One is global. The economic mess that has started almost ten years ago is still with us. This leads to the rise of populist movements and politicians everywhere, including the United States and Western Europe. Populist movements usually advocate contradictory goals, less taxes and more public services, less immigration by tax paying foreigners and higher pensions, more taxes on foreign companies and higher investment in the economy and so on. They also may advocate more freedom and return to a strong state. In post-Communist Europe populism is particularly acute because the people were not ready for 2008. When they went through painful economic changed in the nineties, there was a clear narrative: The Communists ruined the economy, there will be painful reforms, but then we will live like Austrians and Germans. This allowed the governments to institute reforms and for the people to be patient. But the crisis of 2008 does not have a clear culprit. Some anonymous bankers made bad decisions half a world away, so why should Poles and Czechs suffer?!
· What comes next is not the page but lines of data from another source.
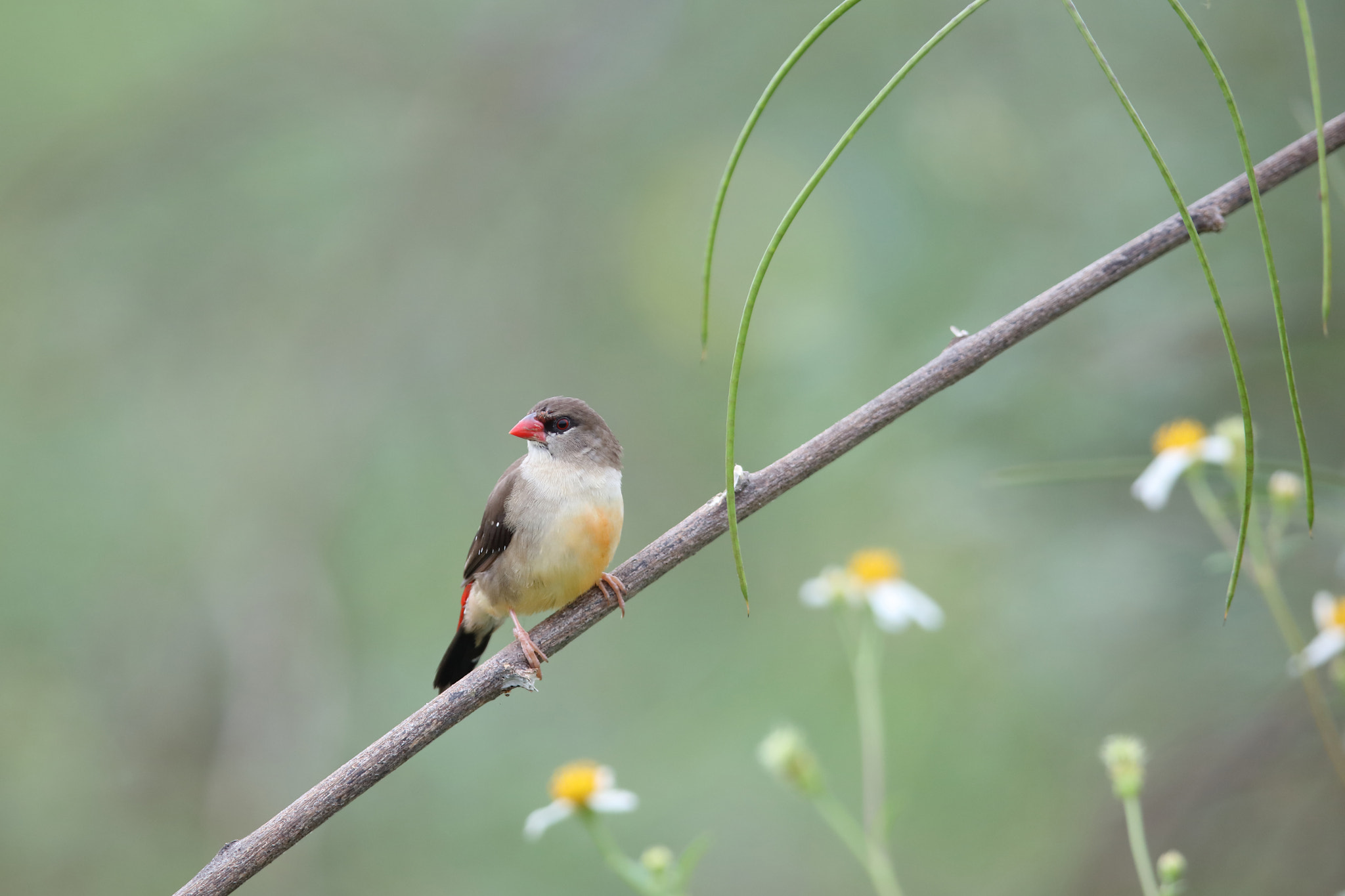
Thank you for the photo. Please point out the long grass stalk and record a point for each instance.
(1270, 257)
(738, 151)
(770, 253)
(1214, 292)
(1323, 183)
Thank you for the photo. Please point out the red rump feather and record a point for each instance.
(462, 614)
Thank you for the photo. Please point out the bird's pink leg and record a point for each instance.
(530, 651)
(608, 580)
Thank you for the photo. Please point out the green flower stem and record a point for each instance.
(731, 425)
(1264, 570)
(1323, 186)
(1268, 581)
(632, 872)
(1139, 847)
(877, 864)
(738, 151)
(868, 699)
(1214, 292)
(1265, 234)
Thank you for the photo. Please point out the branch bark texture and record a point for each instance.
(508, 670)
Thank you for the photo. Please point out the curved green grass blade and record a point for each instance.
(738, 151)
(1210, 280)
(770, 253)
(1270, 255)
(1323, 186)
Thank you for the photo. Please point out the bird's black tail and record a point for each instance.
(463, 652)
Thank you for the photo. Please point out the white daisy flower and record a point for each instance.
(1329, 616)
(875, 578)
(1178, 446)
(579, 786)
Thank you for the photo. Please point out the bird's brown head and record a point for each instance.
(571, 430)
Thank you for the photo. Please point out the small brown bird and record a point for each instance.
(550, 528)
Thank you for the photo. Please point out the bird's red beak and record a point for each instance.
(530, 427)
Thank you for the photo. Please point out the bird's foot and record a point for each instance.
(531, 652)
(606, 581)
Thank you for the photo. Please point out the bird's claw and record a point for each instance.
(606, 581)
(535, 654)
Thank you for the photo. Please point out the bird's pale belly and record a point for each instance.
(557, 565)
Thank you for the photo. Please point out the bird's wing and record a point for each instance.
(495, 534)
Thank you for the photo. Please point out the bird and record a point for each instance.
(549, 532)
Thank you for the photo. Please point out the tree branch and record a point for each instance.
(242, 859)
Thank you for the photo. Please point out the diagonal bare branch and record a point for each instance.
(242, 859)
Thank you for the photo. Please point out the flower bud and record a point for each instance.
(1172, 872)
(1285, 488)
(786, 756)
(657, 859)
(1125, 761)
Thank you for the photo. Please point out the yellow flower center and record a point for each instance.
(875, 566)
(1179, 435)
(575, 782)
Second, this came after a couple of decades of pretty high levels of corruption on all levels of government and by politicians of all stripes. This creates a temptation for voting for non-politicians, dictators and businessmen, under the particularly East European illusion that a strong state can solve problems that a liberal state cannot and that very rich people are above stealing to become richer. Then, lack of experience with politics leads people, again, not just in post-Communist Europe, to believe contradictory promises, to support policies that are internally incoherent. I believe this will be a passing fashion and that soon the global economy will recover, Russia will not have the money anymore to subsidize European populism, and liberal democracy will return in triumph.
We really do not need to rerun the 1930s in European history. Part of the problem may be that after 1989 everybody wanted to either forget history or did not know how to study and teach it. If we do not learn from history, especially totalitarianism, we may repeat it. Karl Marx wrote that when history repeats itself twice, it is first as a tragedy and then as a comedy (he meant Napoleon the First and the Third respectively). He may still be right about totalitarianism, but then the joke will be on us.